Introduction
Before you start stitching your map together, it is helpful to study the manual of your graphics program. Many programs work with layers and witch requires some routine. Look at the cut and paste function, find out the way layers can be moved mutually, check the "undo" function and the way you can change the program settings.If you are working with scanned map, study the rotation function. It may be necessary to rotate an image under a small angle.It is also important to know the peculiarities (or features) of your program. This includes the maximum size (height and width) of an image, how many "undo" steps you can make, how many files you can open at the same time, etc.
Hands on
First an important warning: save your work frequently. This prevents
much frustration. While editing graphic-files can become very large. The
chance that your graphic program crashes is not inconceivable.
Use at least two reference points for the stitching process. The first one you use the elements fit the two images together and the second and possibly third one to check the fitting. Sometimes it is necessary to move one image some pixels to get the best fitting on all the reference points.
It is possible that the two sections are mutual rotated. You must rotate the second section to get the best fit. The angle of rotation you can determine by experiment or by calculation. The attached spreadsheet can be helpful.
Finalizing
when all the stitching is done the reduction of the color depth to 256 colors (8 bit) and saving your map in a proper file format are the next steps. In my note "File formats and color depth" I will tell you about some specific aspects. On this place more general indulgences.

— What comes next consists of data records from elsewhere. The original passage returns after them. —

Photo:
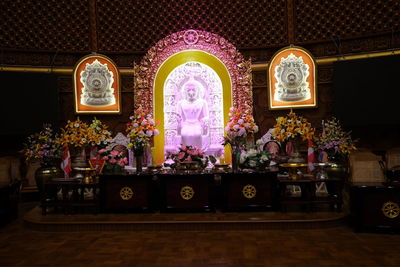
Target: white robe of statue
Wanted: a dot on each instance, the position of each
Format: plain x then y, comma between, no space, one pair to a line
193,112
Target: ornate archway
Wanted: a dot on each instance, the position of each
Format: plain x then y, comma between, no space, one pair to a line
191,47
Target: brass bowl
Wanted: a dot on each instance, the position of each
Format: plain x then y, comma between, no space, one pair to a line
221,168
292,169
154,168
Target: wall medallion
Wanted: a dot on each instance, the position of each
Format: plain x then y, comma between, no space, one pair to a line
390,209
187,192
249,191
96,85
126,193
292,79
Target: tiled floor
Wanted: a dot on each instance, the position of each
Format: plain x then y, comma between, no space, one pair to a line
336,246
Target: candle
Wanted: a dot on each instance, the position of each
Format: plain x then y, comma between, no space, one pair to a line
153,156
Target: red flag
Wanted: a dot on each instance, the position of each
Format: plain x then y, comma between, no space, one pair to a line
66,162
310,156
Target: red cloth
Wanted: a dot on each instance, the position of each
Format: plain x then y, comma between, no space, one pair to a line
66,162
310,156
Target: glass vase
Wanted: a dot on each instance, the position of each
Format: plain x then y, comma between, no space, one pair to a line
235,158
138,153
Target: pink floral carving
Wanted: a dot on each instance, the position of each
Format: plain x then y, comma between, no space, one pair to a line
238,68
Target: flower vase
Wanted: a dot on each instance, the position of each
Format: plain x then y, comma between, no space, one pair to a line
44,173
79,159
295,155
235,158
339,166
138,153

- If you want to use the your "raw" map (after the stitching) several times it is convenient to store that map "raw" (with 16 million colors and all the "ragged" edges). So you don't lose any information.

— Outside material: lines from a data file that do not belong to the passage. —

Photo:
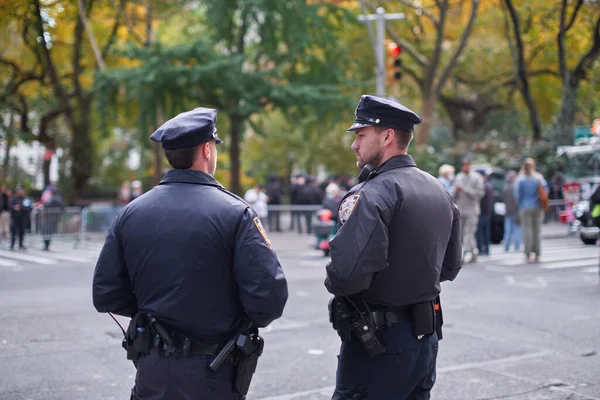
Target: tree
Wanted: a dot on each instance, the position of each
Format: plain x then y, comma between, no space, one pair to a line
253,56
522,78
432,76
571,78
53,41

- The finalizing is the moment to reduce the pixel resolution to for example 254 pixels per inch.
- Some online maps (Dutch, British and Swiss) show coordinate grids with exact horizontal and vertical grid lines. In such cases I prefer to "cut up" my "raw"map into "tiles", about 10 x 10 km, 20 x 20 km or 40 x 40 km, depending on the scale and pixel resolution. You can stitch these "tiles" quickly together to compose your "work" map.
- When saving your map I recommend to include the country, location and scale of your map.
Stitching Offline-maps
In some cases offline maps can be stitched together. If the map sheets have no borders and the edges are exactly right-angled it is a matter of sliding against each other. If the map sheet has borders, just "cut them off" and slide them against each other (provided that the map part of the sheet is right-angled) .Right-angled maps aren't always the case. For example, in Canada and United States the width and height are defined in degrees and/or minutes longitude and latitude. Also at certain map projections aren't right-angled (for example, a conical). As a result, the left and right map edge aren't parallel and that the top and bottom edge are slightly bent. Many graphic programs can not deal with this phenomenal. "Pasting" above each other will often not work. Horizontal "pasting" works when rotating the map slightly. In these cases it isn't recommended to stitch more than two or three map sheets together. Be aware: at each rotation is the map become less accurate.